Through all this, life continues in tranquil orbit. Each evening, temple bells mingle with laughter, the smell of woodsmoke with echoes of prayer. Children run freely, elders talk softly, and somewhere in the valley, Kali didi lights her chulha again — a beacon glowing through decades of seasons. Her welcome is as steady as the ridges around her, her cooking as grounding as the gravity she lives within. The true centre of Sankri may not be its roads or peaks, but her little kitchen — a human hearth warming the vast intelligence of stone.
After three days of walking — without networks, without noise — the mind slowed to the mountain’s rhythm. Silence became active, every breath a note in a larger composition. You begin to sense that the Himalaya is not outside but within you — its peaks thoughts, its rivers pulses, its villages neurons in the planetary mind. The sages were right: these valleys are not retreats but laboratories of perception.

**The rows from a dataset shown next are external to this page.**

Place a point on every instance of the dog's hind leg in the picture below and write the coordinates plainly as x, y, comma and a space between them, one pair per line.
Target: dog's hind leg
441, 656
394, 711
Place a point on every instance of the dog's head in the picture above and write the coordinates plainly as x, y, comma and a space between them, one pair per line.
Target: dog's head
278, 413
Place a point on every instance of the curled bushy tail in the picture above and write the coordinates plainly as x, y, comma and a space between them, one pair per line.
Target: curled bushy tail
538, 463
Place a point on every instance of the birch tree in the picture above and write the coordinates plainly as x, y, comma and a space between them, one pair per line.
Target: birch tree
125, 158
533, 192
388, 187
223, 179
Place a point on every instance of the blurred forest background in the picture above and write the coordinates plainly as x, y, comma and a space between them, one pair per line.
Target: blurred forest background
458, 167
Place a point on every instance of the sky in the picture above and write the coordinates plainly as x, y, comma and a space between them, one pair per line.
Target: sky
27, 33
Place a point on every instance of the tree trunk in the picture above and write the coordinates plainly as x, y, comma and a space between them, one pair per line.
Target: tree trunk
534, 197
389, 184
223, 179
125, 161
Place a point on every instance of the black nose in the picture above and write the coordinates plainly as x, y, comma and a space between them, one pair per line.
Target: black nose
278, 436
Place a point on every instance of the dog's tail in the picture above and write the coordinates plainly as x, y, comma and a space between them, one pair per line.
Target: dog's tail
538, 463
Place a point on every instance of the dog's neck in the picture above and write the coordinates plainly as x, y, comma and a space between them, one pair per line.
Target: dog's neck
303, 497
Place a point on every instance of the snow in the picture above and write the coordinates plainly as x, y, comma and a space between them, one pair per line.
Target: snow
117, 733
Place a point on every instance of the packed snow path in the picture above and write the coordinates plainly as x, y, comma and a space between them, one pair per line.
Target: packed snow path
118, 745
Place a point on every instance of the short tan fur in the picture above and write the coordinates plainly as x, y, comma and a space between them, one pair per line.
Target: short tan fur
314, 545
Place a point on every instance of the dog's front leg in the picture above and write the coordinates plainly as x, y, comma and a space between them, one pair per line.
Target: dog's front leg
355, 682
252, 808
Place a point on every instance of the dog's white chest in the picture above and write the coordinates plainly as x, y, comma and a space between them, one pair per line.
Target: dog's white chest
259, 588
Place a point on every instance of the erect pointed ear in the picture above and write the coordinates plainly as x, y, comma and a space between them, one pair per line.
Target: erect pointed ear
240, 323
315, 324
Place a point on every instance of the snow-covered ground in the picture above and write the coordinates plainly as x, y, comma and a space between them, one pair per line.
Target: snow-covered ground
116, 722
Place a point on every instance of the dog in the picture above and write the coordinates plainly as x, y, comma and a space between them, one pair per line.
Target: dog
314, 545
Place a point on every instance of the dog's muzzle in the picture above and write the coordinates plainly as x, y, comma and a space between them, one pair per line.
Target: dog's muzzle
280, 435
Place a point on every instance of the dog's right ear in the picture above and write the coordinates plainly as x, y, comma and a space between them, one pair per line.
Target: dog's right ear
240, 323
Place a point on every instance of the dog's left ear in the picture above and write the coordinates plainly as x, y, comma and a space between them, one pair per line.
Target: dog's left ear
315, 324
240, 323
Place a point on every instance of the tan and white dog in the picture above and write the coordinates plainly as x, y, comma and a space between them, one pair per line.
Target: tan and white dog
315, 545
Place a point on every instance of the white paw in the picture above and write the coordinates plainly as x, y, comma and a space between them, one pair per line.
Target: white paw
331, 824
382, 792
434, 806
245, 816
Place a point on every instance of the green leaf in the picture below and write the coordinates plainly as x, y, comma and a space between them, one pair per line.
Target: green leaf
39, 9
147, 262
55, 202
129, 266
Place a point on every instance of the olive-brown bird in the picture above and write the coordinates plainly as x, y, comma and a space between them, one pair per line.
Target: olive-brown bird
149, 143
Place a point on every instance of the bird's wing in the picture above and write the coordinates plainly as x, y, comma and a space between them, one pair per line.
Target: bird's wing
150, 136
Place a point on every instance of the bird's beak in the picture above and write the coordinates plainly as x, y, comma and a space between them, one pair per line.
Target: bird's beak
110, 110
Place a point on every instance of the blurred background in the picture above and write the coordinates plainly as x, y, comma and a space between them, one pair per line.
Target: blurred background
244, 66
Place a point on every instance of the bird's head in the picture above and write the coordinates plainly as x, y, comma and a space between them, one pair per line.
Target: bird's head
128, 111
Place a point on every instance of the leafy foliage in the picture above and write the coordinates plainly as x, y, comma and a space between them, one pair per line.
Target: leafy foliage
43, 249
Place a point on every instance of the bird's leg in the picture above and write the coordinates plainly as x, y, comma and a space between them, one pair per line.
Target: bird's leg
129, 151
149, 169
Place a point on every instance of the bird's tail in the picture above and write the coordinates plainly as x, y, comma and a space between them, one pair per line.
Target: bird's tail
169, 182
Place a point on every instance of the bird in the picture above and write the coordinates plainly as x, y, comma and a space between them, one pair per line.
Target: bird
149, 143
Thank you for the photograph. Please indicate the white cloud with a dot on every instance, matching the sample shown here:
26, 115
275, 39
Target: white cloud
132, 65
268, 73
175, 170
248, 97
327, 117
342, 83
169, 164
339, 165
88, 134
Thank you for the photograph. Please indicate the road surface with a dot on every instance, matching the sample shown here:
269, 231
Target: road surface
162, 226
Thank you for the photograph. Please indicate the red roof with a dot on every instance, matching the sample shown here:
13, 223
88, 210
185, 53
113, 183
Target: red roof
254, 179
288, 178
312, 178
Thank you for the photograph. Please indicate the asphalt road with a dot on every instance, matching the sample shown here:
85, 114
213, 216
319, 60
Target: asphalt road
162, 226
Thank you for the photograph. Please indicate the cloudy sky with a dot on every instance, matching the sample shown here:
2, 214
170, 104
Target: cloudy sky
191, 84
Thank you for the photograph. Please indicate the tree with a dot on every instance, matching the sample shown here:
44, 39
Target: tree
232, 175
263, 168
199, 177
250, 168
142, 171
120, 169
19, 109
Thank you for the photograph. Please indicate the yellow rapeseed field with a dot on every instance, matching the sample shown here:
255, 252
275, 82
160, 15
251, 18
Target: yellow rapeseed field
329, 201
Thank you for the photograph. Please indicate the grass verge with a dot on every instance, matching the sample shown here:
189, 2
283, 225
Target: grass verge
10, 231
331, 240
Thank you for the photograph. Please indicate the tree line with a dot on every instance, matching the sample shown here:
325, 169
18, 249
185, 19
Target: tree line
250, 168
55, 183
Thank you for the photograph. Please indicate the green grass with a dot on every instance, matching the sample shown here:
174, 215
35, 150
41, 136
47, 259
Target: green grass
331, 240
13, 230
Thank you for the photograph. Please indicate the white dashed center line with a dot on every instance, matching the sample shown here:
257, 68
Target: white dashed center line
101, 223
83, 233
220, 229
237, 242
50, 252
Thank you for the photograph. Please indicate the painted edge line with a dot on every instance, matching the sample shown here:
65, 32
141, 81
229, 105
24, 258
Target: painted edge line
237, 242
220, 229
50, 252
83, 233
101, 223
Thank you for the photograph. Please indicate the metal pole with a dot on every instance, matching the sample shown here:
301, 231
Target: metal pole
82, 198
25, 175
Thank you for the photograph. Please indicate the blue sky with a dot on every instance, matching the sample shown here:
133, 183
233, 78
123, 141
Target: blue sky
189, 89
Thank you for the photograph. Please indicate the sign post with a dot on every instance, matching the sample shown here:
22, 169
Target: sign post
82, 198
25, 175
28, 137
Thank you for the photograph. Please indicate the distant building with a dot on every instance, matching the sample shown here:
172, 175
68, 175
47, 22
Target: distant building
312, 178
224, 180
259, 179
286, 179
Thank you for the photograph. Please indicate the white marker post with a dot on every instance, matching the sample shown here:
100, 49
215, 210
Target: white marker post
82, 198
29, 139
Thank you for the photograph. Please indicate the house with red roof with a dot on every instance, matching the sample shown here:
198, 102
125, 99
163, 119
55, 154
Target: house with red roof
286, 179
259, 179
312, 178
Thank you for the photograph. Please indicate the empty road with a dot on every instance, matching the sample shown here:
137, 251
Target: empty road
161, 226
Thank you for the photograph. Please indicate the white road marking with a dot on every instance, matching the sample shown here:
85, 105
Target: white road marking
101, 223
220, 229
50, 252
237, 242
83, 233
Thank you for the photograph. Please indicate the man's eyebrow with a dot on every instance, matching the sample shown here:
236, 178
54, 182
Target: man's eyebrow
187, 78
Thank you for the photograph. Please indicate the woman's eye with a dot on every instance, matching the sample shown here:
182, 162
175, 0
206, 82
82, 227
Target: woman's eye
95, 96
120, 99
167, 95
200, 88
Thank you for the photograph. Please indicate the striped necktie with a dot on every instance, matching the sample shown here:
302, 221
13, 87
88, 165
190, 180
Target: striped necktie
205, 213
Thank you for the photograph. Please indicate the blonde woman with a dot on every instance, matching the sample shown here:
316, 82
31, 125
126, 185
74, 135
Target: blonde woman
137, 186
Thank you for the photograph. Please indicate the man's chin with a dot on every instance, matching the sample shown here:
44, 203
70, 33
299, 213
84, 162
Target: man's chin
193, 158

Perhaps the Himalaya is the cognitive map of the Earth — vast, self-observing, electric with memory. The rivers are its thoughts in motion; rocks its data banks; forests its subconscious dreaming. Every rumble of thunder is a neuron firing across geological time. When villagers say, “The mountains listen,” they name a truth still waiting to be measured.
The mountain listens. The mountain remembers.
And if you walk long enough, quietly enough, it begins to speak — not in language, but in alignment.
Because some journeys are not made to reach a place.
They are made so the place can reach you.
Sankri and beyond — not a destination, but an initiation.
A mirror for the mind. A homecoming for the soul.
(Rajat Aikant Sharma is a writer, columnist, and photojournalist whose work spans culture, history, philosophy, and human narratives across the world.)